• 東京湾岸エリアの未来を皆で創ろう

湾岸民待望の都心部・臨海地域地下鉄構想や有楽町線延伸(豊洲~住吉)について、「東京圏における今後の地下鉄ネットワークのあり方等に関する小委員会」で2021年7月頃に方向性が見えそうです

湾岸エリアにお住まい・お勤めの方の関心事である2つの地下鉄新線計画「都心部・臨海地域地下鉄構想」と「東京8号線(有楽町線)の延伸(豊洲~住吉)」ですが、現在、国土交通省の「東京圏における今後の地下鉄ネットワークのあり方等に関する小委員会」で審議されており、6月頃に答申(素案)、7月頃に答申される予定です。

■経緯

時期内容
2016年4月国土交通省交通政策審議会にて、「東京圏における今後の都市鉄道のあり方について」が答申され、24のプロジェクトが提案される 答申はこちら https://www.mlit.go.jp/common/001139305.pdf  
東京メトロは、「今後は新線建設を行わない方針」とし、中々、議論が進まず
2021年1月国土交通省に「東京圏における今後の地下鉄ネットワークのあり方等に関する小委員会」が設置される

【東京圏における今後の地下鉄ネットワークのあり方等に関する小委員会について】

■設置目的

同小委員会は、東京圏における今後の地下鉄ネットワークのあり方等について調査審議する。

■スケジュール

全5回の予定で、2021年6月に「答申(素案)」が、7月に「答申(案)」が審議されます。

出典:国土交通省

それで、第3回が2021年4月2日に開催されましたが、資料が公開されました。

https://www.mlit.go.jp/policy/shingikai/s304_tokyochikatetsunetwork.html

論点としては、3つ挙げられています。

  1. 今後の地下鉄ネットワークのあり方について
  2. 東京圏の地下鉄ネットワークにおける東京メトロの役割について
  3. 東京メトロの役割を踏まえた株式売却のあり方について

とされています。

「1.今後の地下鉄ネットワークのあり方について」ですが、議論の対象となる路線は、3つに絞られています。

①東京8号線(有楽町線)延伸

②都心部・品川地下鉄構想

③都心部・臨海地域地下鉄構想

3つのプロジェクトを評価すると、

 総合評価費用便益比※検討熟度メトロ姿勢
①有楽町延伸2.6~3.0
②品川地下鉄2.5~3.1
③臨海地下鉄不明×

※費用便益比は、公共事業の効果を金銭に置き換えて、その妥当性を評価するための指標をいいます。ある事業において、「要した費用の総計」に対する「発生した便益の総計」の比率(一定期間の総便益額を総費用で割った値)であり、その値が1以上であれば、総便益が総費用より大きいことから、その事業は妥当なものと評価されます。

①東京8号線(有楽町)延伸

出典:江東区
出典:国土交通省
出典:国土交通省

この審議内容を見る限り、大きく前進していることが伺えます。新型コロナウィルスの影響で、鉄道利用者が減少していることを懸念していましたが、実現する日も近くなって来たようです。

③都心部・臨海地域地下鉄

出典:国土交通省

東京都は、

〇首都東京と首都圏、国内の各都市や世界とをつなぎ、人の交流を広域的なものへと飛躍させることで首都圏全体のポテンシャルの向上に資する。

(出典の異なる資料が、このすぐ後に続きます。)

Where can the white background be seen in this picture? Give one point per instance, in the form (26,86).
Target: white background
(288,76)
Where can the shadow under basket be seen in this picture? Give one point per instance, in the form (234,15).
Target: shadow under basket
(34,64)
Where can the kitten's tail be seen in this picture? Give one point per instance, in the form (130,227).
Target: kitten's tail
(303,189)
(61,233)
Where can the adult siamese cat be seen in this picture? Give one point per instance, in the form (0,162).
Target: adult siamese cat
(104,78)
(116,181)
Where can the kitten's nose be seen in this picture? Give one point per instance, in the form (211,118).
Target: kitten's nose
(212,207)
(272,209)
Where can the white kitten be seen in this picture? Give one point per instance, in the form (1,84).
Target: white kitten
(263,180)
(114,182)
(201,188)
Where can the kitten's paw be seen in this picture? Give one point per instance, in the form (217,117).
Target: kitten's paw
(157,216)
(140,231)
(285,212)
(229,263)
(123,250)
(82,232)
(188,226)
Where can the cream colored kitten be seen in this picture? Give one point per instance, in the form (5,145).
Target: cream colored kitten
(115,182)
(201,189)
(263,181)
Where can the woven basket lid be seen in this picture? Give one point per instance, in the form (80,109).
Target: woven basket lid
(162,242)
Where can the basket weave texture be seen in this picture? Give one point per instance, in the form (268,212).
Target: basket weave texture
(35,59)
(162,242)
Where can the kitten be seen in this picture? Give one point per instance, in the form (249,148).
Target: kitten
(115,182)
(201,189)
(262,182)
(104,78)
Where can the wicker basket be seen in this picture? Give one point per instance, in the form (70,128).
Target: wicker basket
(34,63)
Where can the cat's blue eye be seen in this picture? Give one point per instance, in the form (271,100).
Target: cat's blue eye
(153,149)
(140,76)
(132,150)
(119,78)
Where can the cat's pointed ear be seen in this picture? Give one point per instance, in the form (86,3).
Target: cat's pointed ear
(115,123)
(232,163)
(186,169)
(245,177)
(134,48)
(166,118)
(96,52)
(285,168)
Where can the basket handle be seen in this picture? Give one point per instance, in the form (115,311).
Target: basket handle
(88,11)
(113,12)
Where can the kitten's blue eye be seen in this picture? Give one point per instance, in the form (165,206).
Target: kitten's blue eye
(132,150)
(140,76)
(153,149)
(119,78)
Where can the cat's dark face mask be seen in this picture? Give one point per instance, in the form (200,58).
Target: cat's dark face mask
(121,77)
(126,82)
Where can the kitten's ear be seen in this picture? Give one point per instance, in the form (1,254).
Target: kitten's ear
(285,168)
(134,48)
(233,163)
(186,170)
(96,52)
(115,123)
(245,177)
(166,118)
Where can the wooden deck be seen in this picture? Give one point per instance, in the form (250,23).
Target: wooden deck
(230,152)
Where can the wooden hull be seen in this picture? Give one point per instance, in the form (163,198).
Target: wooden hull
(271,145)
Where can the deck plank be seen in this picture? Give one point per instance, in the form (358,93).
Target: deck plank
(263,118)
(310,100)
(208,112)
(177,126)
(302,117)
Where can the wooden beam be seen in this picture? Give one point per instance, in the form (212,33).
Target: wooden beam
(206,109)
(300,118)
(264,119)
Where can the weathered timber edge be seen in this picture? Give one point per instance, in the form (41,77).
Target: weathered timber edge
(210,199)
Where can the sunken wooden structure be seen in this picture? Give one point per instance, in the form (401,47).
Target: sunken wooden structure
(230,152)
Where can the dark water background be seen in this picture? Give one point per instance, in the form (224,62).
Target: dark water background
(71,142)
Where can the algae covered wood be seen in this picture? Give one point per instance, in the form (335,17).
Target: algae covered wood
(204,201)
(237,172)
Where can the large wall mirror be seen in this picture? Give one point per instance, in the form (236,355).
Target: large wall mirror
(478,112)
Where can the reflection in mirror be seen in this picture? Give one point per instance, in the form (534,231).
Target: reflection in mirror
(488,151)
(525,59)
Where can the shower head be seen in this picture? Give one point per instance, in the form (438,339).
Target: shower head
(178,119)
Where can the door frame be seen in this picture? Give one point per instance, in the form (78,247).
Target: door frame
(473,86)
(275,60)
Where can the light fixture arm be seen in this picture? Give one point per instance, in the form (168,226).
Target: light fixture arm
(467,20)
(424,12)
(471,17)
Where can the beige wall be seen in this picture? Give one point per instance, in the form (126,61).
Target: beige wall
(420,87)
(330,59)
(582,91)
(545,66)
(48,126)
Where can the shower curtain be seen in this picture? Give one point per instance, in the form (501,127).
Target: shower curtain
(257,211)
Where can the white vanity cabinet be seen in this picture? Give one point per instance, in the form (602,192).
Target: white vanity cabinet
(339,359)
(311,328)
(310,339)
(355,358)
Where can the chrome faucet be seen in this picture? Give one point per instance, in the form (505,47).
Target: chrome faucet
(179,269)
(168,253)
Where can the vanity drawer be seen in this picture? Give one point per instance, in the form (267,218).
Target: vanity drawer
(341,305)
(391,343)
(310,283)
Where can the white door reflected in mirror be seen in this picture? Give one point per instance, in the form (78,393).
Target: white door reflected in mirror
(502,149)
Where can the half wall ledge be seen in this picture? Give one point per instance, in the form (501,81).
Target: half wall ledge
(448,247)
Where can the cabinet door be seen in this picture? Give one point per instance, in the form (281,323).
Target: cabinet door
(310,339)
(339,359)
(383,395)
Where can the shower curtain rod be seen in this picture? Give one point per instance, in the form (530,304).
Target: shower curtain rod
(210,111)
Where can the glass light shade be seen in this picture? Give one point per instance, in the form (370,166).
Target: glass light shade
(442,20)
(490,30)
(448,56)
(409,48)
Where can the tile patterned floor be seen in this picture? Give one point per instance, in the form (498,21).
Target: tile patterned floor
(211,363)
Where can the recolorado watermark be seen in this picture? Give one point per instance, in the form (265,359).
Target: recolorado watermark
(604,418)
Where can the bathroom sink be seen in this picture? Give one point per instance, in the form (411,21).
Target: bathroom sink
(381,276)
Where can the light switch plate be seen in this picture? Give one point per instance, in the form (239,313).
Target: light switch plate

○区部中心部と臨海部が一体的な地域として認識され、各地区のポテンシャルの向上に資する。

○更なる民間投資の誘発・新たな需要の創出につなげるため、事業化に向けた路線への位置付けを行い、事業計画の検討を加速させる必要。

と前のめりではありますが、

東京メトロは、「自社ネットワークと関連性がないとの考え」と乗り気ではありません。残念です。

「事業性の確保に向けて、都心部・臨海地域地下鉄構想と常磐新線延伸を一体で整備し、常磐新線との直通運転化等を含めた事業計画について、検討が行われることを期待。」とありますので、常磐新線との接続を検討する必要があるので、まだ時間が掛かりそうです。

ただ、地下鉄新線の3つのうち、2つを湾岸エリアが占めており、大変楽しみな状況なので、7月の答申を待ちたいと思います。